‘Anthropologists, Spooks, and the Boys Who Went To War’ by Rowan Cahill

The Fahnestock brothers and crew of Director 11

Rowan Cahill: I became aware of the rudiments of this story during the 1970s and 80s in my various associations with the former Seamen’s Union of Australia (now part of the Maritime Union of Australia), and the now defunct Communist Party of Australia. It was in these environments I first heard about, and met former members of, a strange Pacific War outfit and its links with Sydney (Australia), the US Army Small Ships Section. The legacy and memory of this outfit remained on the Sydney waterfront as part of a cultural memory, while forgotten or ignored elsewhere. Indeed the rallying point and meeting place for survivors of this outfit was, for a long time, a seafarers’ mission in the Sydney maritime precinct.

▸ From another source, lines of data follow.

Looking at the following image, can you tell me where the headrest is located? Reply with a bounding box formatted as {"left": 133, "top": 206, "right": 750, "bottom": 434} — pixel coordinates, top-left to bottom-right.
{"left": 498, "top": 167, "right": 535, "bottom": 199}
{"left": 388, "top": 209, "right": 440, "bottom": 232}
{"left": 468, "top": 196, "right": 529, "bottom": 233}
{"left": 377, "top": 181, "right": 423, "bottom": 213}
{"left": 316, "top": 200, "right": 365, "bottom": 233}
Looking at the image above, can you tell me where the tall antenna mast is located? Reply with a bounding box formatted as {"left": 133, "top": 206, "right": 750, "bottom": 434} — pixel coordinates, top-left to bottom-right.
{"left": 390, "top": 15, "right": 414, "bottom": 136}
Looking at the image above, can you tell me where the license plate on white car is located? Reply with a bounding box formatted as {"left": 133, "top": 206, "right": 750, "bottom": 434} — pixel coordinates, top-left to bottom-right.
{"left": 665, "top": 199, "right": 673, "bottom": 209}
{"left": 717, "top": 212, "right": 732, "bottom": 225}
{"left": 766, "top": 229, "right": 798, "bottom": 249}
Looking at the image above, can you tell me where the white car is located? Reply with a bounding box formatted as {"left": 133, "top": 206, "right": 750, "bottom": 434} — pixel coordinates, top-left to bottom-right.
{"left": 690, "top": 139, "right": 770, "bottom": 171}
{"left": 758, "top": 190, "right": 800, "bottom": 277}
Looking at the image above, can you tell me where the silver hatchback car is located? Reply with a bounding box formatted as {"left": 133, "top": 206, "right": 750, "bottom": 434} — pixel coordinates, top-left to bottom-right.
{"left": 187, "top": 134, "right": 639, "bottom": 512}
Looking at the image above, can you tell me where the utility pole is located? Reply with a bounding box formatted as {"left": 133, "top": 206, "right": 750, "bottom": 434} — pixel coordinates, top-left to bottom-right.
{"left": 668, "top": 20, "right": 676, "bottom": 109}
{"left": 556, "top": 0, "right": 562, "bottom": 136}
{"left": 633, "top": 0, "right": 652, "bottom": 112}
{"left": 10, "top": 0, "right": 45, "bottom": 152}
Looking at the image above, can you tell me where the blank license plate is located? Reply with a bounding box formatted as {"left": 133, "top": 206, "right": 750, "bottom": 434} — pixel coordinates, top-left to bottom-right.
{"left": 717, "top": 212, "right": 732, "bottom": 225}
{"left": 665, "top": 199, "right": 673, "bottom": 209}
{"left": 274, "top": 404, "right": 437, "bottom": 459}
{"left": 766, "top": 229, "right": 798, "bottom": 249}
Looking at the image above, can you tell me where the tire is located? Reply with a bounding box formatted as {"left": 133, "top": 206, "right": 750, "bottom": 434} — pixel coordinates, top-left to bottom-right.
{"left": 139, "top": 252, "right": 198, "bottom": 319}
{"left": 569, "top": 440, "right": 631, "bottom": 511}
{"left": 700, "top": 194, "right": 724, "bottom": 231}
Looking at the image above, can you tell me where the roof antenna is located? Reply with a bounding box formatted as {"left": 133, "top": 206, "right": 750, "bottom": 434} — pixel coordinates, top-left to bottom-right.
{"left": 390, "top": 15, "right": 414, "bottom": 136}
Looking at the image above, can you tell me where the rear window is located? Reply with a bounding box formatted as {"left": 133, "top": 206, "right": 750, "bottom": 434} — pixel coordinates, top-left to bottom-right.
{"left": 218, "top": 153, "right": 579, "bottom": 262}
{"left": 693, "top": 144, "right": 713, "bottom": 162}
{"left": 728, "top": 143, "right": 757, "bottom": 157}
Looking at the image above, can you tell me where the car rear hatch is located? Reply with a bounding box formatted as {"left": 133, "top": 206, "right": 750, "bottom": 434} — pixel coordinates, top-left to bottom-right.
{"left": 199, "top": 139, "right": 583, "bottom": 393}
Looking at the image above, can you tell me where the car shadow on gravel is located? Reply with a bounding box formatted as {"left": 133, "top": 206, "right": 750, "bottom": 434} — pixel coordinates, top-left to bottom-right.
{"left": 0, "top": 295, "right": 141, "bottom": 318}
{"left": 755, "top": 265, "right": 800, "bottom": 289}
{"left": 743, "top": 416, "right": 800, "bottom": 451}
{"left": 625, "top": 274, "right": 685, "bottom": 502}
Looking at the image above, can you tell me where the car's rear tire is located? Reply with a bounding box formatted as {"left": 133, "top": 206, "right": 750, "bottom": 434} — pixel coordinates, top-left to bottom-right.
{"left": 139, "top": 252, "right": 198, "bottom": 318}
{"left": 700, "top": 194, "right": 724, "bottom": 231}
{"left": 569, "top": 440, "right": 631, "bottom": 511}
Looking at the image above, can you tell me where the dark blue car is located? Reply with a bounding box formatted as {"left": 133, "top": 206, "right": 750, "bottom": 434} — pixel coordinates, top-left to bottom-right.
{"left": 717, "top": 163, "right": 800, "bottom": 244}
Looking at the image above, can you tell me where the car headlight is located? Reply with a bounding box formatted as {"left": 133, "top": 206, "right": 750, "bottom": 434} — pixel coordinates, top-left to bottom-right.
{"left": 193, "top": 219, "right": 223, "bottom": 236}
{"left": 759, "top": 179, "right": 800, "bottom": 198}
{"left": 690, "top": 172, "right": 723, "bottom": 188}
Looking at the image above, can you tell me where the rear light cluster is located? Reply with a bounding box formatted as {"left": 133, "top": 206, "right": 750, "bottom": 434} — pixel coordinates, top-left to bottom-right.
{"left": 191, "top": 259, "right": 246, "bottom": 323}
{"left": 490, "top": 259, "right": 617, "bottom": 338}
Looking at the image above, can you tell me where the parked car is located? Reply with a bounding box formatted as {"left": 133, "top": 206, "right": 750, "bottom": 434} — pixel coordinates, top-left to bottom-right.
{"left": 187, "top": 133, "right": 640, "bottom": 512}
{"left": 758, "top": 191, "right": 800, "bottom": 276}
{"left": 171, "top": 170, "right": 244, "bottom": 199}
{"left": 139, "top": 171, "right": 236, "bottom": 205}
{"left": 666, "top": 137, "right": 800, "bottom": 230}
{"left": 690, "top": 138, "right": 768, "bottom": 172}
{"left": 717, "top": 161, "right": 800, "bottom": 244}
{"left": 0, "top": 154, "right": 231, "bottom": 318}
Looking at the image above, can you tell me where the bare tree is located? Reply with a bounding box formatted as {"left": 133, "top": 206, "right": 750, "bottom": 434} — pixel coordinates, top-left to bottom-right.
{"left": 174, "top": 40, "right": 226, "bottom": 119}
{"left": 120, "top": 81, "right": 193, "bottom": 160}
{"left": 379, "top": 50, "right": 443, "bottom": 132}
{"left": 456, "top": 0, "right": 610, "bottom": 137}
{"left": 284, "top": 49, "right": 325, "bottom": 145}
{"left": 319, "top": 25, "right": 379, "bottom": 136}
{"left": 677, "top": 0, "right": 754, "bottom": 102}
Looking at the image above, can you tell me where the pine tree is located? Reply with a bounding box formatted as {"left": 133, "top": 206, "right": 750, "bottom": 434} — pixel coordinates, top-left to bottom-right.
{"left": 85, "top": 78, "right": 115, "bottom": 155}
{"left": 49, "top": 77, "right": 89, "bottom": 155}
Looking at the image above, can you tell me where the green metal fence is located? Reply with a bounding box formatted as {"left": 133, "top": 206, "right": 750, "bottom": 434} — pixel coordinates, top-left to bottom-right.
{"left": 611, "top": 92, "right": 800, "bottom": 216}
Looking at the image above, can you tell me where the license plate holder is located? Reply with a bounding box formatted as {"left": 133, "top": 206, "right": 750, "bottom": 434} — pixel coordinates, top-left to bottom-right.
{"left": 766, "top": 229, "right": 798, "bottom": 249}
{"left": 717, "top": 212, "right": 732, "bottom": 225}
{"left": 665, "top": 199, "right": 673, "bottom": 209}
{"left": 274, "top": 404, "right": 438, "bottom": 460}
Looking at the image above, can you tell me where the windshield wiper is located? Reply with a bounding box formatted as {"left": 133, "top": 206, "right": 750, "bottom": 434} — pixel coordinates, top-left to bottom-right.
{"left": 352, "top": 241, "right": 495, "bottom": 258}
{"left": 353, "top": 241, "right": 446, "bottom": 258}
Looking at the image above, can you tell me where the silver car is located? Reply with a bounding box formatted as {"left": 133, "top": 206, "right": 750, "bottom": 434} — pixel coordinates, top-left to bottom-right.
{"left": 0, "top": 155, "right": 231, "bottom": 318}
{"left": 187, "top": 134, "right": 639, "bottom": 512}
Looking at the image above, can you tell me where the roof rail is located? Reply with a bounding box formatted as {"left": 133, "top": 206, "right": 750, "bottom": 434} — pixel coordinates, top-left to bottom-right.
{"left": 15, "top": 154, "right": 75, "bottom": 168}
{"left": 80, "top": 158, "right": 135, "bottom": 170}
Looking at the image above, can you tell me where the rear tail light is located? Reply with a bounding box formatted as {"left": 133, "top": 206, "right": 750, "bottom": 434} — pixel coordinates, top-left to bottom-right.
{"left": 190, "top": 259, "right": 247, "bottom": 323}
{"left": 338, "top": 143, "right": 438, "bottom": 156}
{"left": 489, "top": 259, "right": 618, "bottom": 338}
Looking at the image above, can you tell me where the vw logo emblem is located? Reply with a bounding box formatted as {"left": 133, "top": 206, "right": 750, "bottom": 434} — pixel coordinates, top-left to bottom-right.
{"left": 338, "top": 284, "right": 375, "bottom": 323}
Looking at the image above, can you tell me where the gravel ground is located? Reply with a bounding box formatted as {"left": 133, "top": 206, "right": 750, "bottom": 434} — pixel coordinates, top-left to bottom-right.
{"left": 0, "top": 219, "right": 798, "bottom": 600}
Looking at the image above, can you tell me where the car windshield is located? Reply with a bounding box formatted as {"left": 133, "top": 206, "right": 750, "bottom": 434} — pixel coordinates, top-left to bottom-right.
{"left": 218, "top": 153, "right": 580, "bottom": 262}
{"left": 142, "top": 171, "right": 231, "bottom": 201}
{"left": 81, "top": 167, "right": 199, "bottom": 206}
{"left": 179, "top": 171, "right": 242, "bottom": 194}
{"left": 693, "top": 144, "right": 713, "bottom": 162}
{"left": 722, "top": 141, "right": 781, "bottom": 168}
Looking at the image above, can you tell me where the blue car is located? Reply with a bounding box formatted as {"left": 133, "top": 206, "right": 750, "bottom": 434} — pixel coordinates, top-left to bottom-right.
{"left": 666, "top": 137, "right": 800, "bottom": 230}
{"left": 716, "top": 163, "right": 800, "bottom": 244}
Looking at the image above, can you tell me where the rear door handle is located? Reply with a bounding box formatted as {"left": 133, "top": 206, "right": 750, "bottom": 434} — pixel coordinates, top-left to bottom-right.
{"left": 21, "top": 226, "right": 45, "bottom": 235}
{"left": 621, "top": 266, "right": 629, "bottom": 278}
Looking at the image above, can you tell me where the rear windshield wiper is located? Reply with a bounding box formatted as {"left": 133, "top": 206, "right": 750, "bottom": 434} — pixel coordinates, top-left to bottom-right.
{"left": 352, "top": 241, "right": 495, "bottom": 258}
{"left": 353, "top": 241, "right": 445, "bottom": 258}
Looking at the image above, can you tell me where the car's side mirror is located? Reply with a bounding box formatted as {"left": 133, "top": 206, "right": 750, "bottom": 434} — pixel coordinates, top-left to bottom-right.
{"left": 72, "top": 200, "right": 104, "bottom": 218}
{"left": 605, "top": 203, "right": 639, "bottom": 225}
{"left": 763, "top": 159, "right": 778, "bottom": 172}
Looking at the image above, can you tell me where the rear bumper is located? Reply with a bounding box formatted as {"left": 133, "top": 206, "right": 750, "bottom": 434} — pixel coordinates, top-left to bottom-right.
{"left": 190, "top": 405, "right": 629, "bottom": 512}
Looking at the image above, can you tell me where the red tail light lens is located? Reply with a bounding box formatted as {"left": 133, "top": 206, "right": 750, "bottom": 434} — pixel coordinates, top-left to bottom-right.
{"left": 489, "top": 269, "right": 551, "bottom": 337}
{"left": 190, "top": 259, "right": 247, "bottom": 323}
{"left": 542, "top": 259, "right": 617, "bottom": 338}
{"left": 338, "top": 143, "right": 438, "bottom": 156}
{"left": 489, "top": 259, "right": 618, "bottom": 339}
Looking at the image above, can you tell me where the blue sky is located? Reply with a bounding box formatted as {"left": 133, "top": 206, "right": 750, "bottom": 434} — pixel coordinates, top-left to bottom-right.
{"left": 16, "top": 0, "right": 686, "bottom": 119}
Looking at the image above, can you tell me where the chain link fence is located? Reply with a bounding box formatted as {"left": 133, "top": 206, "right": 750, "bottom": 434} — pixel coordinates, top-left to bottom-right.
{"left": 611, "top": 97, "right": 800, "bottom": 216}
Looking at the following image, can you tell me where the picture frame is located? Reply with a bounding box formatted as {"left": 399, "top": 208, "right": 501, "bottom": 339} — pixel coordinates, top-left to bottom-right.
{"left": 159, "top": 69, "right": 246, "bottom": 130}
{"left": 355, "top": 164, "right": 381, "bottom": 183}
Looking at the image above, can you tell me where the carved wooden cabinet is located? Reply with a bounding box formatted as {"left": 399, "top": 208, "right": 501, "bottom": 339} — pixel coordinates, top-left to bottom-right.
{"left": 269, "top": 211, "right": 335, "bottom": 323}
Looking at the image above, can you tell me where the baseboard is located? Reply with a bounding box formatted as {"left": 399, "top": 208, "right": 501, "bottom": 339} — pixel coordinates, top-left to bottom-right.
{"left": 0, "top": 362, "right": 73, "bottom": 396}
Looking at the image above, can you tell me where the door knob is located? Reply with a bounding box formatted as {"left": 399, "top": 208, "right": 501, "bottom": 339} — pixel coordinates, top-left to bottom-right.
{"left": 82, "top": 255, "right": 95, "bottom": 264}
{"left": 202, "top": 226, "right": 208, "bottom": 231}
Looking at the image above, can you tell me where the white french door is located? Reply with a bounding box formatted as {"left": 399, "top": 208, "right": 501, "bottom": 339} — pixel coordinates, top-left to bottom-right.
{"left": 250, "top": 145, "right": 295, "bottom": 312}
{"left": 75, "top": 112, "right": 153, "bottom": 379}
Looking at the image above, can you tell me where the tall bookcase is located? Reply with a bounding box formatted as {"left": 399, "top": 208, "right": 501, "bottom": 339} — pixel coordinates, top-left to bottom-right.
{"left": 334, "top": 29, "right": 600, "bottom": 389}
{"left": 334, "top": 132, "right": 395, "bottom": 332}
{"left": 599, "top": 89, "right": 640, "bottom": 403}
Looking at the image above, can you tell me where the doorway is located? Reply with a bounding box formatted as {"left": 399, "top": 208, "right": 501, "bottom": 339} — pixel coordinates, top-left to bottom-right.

Life and work intervened and I was not able to follow the story up. However in 2009 at a seafarer’s funeral, I personally held and examined the American passport of (Captain) Sheridan Fahnestock, American adventurer, amateur anthropologist, that had enabled him to travel to  Australia in 1942 and open many doors. It was authorised by US Secretary for State Cordell Hull, and Fahnestock was described as being on ‘special duties’.  I resumed investigating……

In a sense this piece is not radical history, but it is an account of people who have, by and large, been written out of history, and it is an account of Australian warfare that does not easily mesh with traditional accounts of Australia at war. And it is an account of ordinary civilians caught up in the front lines of war, and their subsequent relegation to obscurity by authorities.  For those interested in this story, some of my sources are evident in this account; the best starting place otherwise is the splendid Australian online site dedicated to the outfit, the US Army Small Ships Association Incorporated. This should be backed up by reference to the trove of The Fahnestock South Sea Collection held by The American Folklife Center (US Library of Congress).